If the DWP is forced to publish its secret records on benefits claimants' suicides, everything could change

In cases like suicide, stories are important. If we let a government keep our stories secret, we give it permission to rewrite history

Holly Baxter@h0llyb4xter
Thursday 21 April 2016 09:43
The DWP may be forced to release documents on deaths after benefit assessments
The DWP may be forced to release documents on deaths after benefit assessments

Back before it became a useful excuse to ask councils how they might prepare for a dragon attack, whether pet exorcisms had ever been performed in the borough, how many holes between toilet cubicles had been discovered locally and how many regional buildings had been subject to a ‘ghost investigation’ (all real examples), we had noble plans for the Freedom of Information (FOI) request.

FOI was going to change the country, we said. Ordinary citizens – and, sometimes, journalists – were going to uncover dodgy deals, expose the corrupt and hold our government to account. We weren’t going to let ourselves get bogged down with wondering how many drawing pins were inside a council building and what percentage were currently stuck in a pin board (Hampshire County Council), preparations made for an emergency landing of Santa’s sleigh (Cheltenham Council) or how the local area might survive a zombie attack (Leicester City Council has no plans in place; in 2012, Bristol City Council claimed it had).

It's not all dragons and zombies. There have been some extremely worthy FOI requests made in the last few years, but few have had the potential to change the political landscape as much as a request that the DWP publish details of benefit claimants suicides. Details of the 49 secret investigations carried out by the department into the cases of people who had either killed themselves or died after cuts to their financial support may now have to be published – at least in part – after the DWP lost a legal appeal at a Freedom of Information tribunal this week.

In practical terms, there’s unlikely to be a lot of new information in the DWP’s records. It has always maintained its records concerned staff compliance and procedures, rather than analyses into contributing factors to the deaths or recommendations for improvements in the future.

But forcing them to release that information sends a powerful message. It says that the public are watching, we are aware, and we remember. More importantly, it says that we don’t buy into the narrative we've been told.

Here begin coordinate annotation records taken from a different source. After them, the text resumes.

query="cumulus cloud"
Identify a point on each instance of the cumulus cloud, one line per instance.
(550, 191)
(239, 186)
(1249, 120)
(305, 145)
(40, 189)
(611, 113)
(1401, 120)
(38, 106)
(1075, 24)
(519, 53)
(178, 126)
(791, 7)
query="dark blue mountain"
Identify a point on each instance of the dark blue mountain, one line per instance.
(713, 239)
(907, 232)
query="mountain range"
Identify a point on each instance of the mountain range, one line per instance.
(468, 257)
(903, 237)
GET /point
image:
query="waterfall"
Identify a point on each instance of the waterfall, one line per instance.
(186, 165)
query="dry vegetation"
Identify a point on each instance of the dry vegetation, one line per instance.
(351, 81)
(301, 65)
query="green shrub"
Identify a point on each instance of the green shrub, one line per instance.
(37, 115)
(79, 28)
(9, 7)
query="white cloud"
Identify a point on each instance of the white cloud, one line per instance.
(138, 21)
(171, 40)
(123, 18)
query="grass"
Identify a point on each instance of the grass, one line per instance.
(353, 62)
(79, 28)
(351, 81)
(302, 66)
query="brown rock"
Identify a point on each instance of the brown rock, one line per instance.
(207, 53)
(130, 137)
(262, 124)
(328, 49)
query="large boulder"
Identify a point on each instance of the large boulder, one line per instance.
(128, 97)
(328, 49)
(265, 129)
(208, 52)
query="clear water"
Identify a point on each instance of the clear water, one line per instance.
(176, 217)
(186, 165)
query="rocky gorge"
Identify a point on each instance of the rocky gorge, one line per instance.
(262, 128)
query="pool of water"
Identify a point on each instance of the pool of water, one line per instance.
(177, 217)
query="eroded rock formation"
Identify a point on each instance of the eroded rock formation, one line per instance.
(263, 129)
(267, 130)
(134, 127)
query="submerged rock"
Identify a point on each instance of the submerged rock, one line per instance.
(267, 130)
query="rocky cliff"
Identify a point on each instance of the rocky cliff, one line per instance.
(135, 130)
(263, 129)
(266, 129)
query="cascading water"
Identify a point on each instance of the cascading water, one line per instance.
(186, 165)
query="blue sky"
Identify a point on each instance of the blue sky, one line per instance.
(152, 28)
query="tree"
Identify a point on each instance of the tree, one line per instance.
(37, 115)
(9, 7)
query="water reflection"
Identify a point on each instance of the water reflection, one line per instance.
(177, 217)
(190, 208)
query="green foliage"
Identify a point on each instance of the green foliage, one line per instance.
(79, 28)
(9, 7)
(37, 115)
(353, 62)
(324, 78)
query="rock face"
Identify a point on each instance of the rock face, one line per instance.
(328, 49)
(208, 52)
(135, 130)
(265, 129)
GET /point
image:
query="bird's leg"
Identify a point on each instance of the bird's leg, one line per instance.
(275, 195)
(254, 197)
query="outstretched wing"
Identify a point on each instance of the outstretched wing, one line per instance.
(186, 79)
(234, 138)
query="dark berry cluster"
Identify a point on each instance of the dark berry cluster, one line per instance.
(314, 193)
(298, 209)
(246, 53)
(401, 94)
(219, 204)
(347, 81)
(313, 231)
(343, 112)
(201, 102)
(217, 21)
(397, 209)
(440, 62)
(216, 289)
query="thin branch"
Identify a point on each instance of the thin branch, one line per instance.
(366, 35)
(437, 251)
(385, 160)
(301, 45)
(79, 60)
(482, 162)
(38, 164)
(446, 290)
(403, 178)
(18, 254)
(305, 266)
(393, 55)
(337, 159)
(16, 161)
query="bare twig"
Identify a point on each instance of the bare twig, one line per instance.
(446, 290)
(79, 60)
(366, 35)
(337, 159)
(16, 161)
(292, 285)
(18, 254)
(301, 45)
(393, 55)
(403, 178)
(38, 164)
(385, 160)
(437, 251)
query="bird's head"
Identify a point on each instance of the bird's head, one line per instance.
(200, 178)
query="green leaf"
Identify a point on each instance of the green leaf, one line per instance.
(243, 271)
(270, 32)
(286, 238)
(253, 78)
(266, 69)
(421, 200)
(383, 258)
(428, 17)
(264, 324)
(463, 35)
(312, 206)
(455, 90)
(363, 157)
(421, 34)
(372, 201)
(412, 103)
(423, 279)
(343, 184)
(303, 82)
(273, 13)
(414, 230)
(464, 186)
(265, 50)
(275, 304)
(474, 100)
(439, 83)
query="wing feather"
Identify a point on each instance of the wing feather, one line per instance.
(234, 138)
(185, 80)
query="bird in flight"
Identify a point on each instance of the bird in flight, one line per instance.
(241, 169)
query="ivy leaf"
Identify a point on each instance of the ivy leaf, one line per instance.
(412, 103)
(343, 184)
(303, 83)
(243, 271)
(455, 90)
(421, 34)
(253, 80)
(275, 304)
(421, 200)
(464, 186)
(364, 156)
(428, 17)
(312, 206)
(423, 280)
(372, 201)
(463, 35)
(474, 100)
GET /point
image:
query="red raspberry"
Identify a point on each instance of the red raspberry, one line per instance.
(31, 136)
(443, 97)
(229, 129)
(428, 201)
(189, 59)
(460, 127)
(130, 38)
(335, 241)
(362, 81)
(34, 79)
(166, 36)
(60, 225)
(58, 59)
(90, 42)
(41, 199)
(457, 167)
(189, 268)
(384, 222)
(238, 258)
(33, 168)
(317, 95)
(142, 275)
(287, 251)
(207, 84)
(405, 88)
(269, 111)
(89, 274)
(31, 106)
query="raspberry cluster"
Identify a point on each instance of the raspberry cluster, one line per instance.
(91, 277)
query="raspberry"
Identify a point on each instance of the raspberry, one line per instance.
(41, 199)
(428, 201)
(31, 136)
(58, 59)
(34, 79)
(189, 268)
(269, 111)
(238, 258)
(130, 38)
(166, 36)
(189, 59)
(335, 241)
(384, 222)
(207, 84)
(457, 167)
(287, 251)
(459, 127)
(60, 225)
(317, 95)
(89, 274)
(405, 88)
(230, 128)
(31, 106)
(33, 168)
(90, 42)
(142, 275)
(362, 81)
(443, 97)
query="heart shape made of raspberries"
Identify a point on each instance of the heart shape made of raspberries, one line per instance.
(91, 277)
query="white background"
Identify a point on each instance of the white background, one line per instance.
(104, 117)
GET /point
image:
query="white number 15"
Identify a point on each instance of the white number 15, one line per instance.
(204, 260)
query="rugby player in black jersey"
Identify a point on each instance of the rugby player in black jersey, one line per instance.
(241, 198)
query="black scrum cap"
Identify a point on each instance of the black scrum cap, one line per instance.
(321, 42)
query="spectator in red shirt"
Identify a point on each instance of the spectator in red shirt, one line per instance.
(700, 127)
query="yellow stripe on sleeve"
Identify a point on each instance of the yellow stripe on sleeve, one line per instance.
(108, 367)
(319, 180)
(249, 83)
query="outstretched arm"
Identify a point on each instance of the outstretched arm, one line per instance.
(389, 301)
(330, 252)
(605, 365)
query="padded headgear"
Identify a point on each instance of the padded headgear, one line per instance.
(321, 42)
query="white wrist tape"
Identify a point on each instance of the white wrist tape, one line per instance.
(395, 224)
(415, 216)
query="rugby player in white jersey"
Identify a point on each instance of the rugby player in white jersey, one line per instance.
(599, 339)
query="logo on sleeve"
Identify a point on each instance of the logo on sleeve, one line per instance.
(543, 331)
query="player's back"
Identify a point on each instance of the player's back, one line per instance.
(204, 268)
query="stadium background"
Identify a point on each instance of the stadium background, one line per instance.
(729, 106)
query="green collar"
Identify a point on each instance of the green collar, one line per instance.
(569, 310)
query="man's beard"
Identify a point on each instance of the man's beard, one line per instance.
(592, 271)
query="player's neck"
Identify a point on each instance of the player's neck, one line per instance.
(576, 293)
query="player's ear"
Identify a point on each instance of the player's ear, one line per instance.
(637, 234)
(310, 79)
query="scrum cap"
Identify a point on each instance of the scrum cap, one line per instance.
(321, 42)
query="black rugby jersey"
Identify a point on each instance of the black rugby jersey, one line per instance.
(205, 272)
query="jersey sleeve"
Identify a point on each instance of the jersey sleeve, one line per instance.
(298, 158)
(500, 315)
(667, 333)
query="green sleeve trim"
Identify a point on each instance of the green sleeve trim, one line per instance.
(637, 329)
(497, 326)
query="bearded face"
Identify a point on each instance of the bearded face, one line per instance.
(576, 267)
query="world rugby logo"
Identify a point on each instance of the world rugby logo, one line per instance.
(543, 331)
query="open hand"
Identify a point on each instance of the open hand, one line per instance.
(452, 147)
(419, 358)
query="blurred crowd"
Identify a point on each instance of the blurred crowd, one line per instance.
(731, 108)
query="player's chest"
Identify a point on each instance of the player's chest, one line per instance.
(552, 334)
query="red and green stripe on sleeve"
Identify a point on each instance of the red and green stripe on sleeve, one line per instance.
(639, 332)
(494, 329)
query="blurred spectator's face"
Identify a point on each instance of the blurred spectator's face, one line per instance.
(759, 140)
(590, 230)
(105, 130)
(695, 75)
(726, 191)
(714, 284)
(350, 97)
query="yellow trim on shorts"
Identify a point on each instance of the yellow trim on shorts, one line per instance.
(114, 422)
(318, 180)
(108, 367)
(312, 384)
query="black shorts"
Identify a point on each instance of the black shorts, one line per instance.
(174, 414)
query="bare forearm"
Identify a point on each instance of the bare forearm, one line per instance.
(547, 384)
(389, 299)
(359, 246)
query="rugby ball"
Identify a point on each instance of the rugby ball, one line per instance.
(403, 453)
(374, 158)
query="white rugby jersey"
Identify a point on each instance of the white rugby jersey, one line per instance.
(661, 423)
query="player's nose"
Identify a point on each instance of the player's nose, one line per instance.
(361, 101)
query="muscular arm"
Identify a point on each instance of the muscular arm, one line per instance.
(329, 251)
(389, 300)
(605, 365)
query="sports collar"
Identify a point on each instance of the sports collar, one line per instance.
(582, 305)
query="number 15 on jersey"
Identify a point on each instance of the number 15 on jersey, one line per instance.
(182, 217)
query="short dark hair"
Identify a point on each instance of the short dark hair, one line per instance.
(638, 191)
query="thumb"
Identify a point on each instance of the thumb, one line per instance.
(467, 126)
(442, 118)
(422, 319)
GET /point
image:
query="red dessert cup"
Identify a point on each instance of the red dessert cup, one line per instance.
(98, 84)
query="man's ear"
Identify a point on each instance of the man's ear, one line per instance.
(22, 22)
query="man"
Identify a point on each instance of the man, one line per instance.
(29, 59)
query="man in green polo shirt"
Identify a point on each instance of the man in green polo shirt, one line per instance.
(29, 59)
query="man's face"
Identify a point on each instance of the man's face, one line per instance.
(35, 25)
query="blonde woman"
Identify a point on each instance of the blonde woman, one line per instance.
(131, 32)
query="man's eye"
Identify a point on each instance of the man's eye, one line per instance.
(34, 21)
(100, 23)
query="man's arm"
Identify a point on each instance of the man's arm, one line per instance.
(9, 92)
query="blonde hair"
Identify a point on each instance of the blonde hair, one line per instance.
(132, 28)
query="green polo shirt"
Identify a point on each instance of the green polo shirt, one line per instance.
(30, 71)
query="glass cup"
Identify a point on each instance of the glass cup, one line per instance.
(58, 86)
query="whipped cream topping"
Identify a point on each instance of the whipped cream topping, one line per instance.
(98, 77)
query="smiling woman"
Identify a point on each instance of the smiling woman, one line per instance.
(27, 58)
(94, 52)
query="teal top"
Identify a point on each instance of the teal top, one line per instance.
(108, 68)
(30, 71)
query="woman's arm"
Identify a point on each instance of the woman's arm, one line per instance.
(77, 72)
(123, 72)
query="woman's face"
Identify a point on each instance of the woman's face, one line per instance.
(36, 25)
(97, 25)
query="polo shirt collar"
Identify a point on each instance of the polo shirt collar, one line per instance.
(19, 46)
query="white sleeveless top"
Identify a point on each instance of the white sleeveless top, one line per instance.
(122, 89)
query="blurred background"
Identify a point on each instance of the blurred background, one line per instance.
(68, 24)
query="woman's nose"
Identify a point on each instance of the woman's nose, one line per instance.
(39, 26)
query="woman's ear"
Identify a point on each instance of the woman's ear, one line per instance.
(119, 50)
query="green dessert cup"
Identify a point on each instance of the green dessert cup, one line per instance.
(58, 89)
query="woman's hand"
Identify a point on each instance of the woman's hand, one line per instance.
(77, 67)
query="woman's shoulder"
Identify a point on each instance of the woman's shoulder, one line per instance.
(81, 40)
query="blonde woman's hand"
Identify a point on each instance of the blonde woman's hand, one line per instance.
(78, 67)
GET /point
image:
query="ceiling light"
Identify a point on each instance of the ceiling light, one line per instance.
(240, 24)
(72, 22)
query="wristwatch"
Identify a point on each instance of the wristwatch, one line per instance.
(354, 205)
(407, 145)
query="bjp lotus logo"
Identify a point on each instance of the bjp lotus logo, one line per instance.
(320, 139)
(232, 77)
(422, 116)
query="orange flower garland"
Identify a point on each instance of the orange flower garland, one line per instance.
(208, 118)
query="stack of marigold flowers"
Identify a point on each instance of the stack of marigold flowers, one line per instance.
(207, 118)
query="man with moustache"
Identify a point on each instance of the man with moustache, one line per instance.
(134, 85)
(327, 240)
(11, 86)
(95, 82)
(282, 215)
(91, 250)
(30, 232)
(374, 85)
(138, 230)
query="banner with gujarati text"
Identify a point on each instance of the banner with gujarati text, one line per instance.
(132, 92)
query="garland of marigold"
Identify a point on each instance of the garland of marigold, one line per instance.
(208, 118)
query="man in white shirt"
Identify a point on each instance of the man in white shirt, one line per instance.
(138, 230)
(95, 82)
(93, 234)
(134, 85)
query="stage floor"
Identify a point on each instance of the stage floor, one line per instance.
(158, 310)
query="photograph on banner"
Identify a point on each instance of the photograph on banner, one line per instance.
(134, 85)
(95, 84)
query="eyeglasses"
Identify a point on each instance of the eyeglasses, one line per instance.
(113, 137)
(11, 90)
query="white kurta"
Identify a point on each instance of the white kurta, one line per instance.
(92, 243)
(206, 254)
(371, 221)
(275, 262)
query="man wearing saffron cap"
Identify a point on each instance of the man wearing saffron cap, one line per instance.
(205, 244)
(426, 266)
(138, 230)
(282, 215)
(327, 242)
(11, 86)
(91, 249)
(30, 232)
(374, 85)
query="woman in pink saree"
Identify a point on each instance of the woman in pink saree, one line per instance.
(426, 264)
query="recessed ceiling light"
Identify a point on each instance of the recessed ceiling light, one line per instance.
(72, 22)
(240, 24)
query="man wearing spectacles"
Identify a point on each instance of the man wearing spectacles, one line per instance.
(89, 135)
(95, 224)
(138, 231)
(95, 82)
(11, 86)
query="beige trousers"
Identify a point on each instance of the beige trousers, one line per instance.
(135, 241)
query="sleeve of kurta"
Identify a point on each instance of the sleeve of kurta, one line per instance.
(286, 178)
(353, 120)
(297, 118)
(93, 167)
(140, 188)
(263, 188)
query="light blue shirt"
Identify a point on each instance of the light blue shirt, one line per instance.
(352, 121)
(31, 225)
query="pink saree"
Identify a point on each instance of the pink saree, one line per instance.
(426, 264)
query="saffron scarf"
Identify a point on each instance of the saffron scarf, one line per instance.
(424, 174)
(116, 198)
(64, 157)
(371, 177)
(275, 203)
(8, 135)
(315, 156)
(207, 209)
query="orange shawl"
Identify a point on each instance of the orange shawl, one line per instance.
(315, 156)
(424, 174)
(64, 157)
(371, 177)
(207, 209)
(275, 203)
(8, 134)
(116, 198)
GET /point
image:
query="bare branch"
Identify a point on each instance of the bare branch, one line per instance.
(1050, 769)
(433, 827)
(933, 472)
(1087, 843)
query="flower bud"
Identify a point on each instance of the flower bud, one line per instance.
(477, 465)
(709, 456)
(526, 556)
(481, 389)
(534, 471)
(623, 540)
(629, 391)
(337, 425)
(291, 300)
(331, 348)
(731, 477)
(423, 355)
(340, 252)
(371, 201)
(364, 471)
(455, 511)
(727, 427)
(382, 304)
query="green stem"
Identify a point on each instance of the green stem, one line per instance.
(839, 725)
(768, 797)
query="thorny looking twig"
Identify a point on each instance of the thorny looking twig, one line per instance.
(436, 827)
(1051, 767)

In cases like suicide, stories are important. Nobody arrives at that point without their own personal tragic narrative, one that usually speaks uncomfortably loudly about society’s failures. And stories are just as important in politics: the story of your hardworking family paying taxes to support the shirkers, the workshy, the 12-child families of greedy terrorist immigrants.

The story of an ambitious young man who pulled himself up by his bootstraps and built a successful multinational company from the ground up. The story of a woman who became prime minister because she knew miners had to stop complaining and women made up feminism as an excuse for doing worse than men.

The story of the disabled man who found himself trapped on benefits by Labour and was eventually given the opportunity to work by a kindly assessor after a meeting at the jobcentre. The story of how happy he turned out to be once he was given a fishing-rod rather than a fish.

The story of the Big Society.

A few pages documenting the lives and deaths of 49 people is everything. But it is a record that those people existed as inconvenient characters in a story gone wrong. It lays bare the fact that, in at least 49 times, the Conservative narrative failed. The would-be protagonist couldn’t be manipulated into that story, however hard anybody tried.

If we let a government keep our stories secret, we give it permission to rewrite history. Cameron and Osborne’s deeply unpopular austerity cuts have been sold to us, again and again, as necessities: sometimes tough, but always fair.

But then there’s the case of disabled 60-year-old Michael O’Sullivan, who hanged himself after being found "fit to work", even though his GP considered his mental health problems too serious. Or 53-year-old Tim Salter, who killed himself in 2013, nine months after his benefits were stopped.

Or Paul Donnachie from Glasgow, who killed himself after his benefits were mistakenly halted and the error led to him owing more than £3,000 in rent. Or 39-year-old Lee Robinson from Crawley who took his own life after his housing and council tax benefits were taken away.

Or the 45 other people whose lives and deaths are laid bare in papers kept privately – perhaps soon to be publicly – by the DWP.

All of which means that the story – the story of us 'All Being In It Together'; the story of everyone being able to 'Help Themselves'; the story that makes up the very foundations of modern Conservative ideology – is nonsensical, and the narrators themselves are riddled with tragic flaws.